20 novembre 2003 Letteratura e arti
Villadrome

È lo ’scomparso’ per eccellenza della Storia della nostra Letteratura del Secondo Novecento. Messo ai margini praticamente da tutti, ostentamente ignorato, è, in realtà, uno dei nostri massimi autori in versi. Ma è anche traduttore - dell’Odissea ha dato un’insuperata versione nel 64 - tanto dal greco quanto dall’accadico e dal semitico, artista egli stesso e critico d’arte, precursore dell’action painting e amico di Duchamp, che lo soprannominò Villadrome.
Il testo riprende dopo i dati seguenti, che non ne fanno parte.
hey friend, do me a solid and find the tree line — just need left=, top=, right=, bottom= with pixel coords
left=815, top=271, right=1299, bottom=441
Ha scritto poesie in italiano, in latino, in portoghese, e in un fantasmagorico francese, tanto geniale da meritargli oltralpe molto più interesse e spazio di quanto non gliene abbia riservato l’Italia. E’ Emilio Villa ed ha ragione Aldo Tagliaferri, l’unico dei critici italiani a aver dedicato tanto tempo, passione, competenza nello studio della sua opera e nel tentativo di portarla alla luce, quando sostiene che la poesia italiana conosce male se stessa se, fino ad oggi, ha potuto nascondersi l’opera di un autore come Villa.
Ctonio e sperimentale, cosmogonico e macaronico, primitivo e proiettato come una meteora nel futuro delle lingue, amaro, ilare, griot coltissimo di storie di animali, uomini, culture, dialettale e plurilinguista, ermeneutico e carnevalesco, Villa ha preceduto praticamente tutto quello che conta nella nostra poesia dagli 40-50 in avanti, in altera solitudine, in una marginalità che fu anche scelta, quasi dissipazione rituale (e duchampiana), un immolare le parole al Dio panico del soffio e delle Lingue.
Oggi Villa vive poveramente a Milano, più inedito che mai. Che ancora oggi, in questa nostra Italia in cui si pubblica praticamente di tutto e in cui le rotative sarebbero leste a divorare i versi di questa o quella velina, nessuno abbia avuto ancora il coraggio di pubblicarne le opere complete, è più di uno scandalo, è la prova della superficialità assoluta e della delittuosa incompetenza di tanti nostri editor e, insieme, della capacità che avrebbe Villa nell’indurci a riscrivere alcuni dei capitoli fondamentali della nostra recente Storia Letteraria, se solo ci fermassimo ad ascoltarlo. E questo, forse, fa paura a qualcuno. Che ciò accada senza provocarci imbarazzo alcuno è la dimostrazione che aveva ragione lui quando, in un testo del 1943, guardando avanti, a quello che ci aspettava, scriveva: «e che siamo rimasti senza ordine e senza rivoluzione, / magnanimi e caduchi, e sembra bello / aver sbagliato in molti, in tutti».